Jacketing was a sleight-of-hand I watched with wonder each time, and I have discovered that my father was admired among sheepmen up and down the valley for his skill at it: He was just pretty catty at that, the way he could get that ewe to take on a new lamb every time. Put simply, jacketing was a ruse played on a ewe whose lamb had died. A substitute lamb quickly would be singled out, most likely from a set of twins. Sizing up the tottering newcomer, Dad would skin the dead lamb, and into the tiny pelt carefully snip four small leg holes and a head hole. Then the stand-in lamb would have the skin fitted onto it like a snug jacket on a poodle.
The next step of disguise was to cut out the dead lamb's liver and smear it several times across the jacket of pelt. In its borrowed and bedaubed skin, the new lamb then was presented to the ewe. She would sniff the baby impostor endlessly, distrustful but pulled by the blood-smell of her own. When in a few days she made up her dim sheep's mind to accept the lamb, Dad snipped away the jacket and recited his victory: Mother him like hell now, don't ye? See what a helluva dandy lamb I got for ye, old sister? Who says I couldn't jacket day onto night if I wanted to, now-I-ask-ye?

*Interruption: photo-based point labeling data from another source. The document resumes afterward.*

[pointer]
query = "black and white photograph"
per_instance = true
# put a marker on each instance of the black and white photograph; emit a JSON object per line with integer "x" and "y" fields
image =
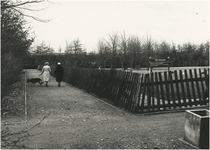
{"x": 105, "y": 74}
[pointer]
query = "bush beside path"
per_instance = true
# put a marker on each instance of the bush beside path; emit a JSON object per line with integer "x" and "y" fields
{"x": 68, "y": 118}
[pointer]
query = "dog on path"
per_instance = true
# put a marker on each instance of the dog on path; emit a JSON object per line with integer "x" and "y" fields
{"x": 35, "y": 80}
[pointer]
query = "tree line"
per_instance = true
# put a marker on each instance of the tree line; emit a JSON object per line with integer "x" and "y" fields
{"x": 123, "y": 51}
{"x": 15, "y": 41}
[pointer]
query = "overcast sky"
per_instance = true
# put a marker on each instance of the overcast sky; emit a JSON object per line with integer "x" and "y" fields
{"x": 173, "y": 21}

Recited. Yes, that is the word for this rhythmed period. Lambing was a season that recited itself with a clarity and cadence unlike any other in my past:... nine'y-seven, nine'y-eight, nine'y-nine, HUNNERD, IVAN! one, two ... The numbers build in my head with the first warm morning of June, and before I can seat myself to write, are thrumming me into being again beside the gray-boarded corral as sheep plummet past. A fresh time, I am twelve years old, and piping back to McGrath: a hundred! More quickly than I can thumb down my jackknife twice to cut this first marking notch in the green willow stick, a dozen more ewes whirl out the corral gate beneath McGrath's counting hand. As he counts, McGrath flexes his right palm straight as a cleaver, chopping an inch of air as each sheep pellmells past him. His bulldog face moves a tiny nod at the same time, as if shaking each number out through the heavy lips onto the counted sheep. As always I am his tallyman, notching a stick to record every hundred ewes as McGrath singsongs the count to me. I know to stand soldier-still as I am now, against the corral and a dozen short steps from the gate where the sheep are squirting through, just near enough that McGrath can hear me echo his tally, know that it is marked ... HUNNERD! ... Again my jackknife— a hundred! —snicks softly, again a fresh tiny diamond of wood falls from the stick. Lambing is the one stint of work on a ranch that I entirely like. There is a constant doing about it, none of the usual jerky pace of idling one minute and rebuilding the world the next. A couple of times a day, all of the ewes in Dad's long lambing shed must be fed and watered. I help to carry pitchforkfuls of hay to put in the little feed rack of each jug, heft in a bucket of water to each ewe, wait while she noses the bucket suspiciously and at last drinks. Lambing's tasks are all necessities, one by one by one adding up to something.